README.md

# Nunchaku INT4 FLUX.1 Depth/Canny-to-Image Demo

![demo](https://huggingface.co/mit-han-lab/nunchaku-artifacts/resolve/main/nunchaku/app/flux.1/depth_canny/assets/demo.jpg)

This interactive Gradio application transforms your uploaded image into a different style based on a text prompt. The generated image preserves either the depth map or Canny edge of the original image, depending on the selected model.

The base models are:

- [FLUX.1-Depth-dev](https://huggingface.co/black-forest-labs/FLUX.1-Depth-dev) (preserves depth map)
- [FLUX.1-Canny-dev](https://huggingface.co/black-forest-labs/FLUX.1-Canny-dev) (preserves Canny edge)

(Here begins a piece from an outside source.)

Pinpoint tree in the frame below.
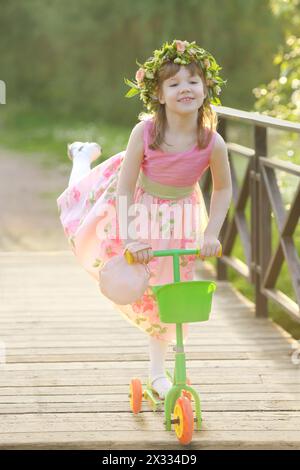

First you need to install some dependencies:

```shell
pip install git+https://github.com/asomoza/image_gen_aux.git
pip install controlnet_aux mediapipe
```

Then run:

```shell
python run_gradio.py
```

- By default, the model is `FLUX.1-Depth-dev`. You can add `-m canny` to switch to `FLUX.1-Canny-dev`.
- The demo loads the Gemma-2B model as a safety checker by default. To disable this feature, use `--no-safety-checker`.
- To further reduce GPU memory usage, you can enable the W4A16 text encoder by specifying `--use-qencoder`.
- By default, we use our INT4 model. Use `-p bf16` to switch to the BF16 model.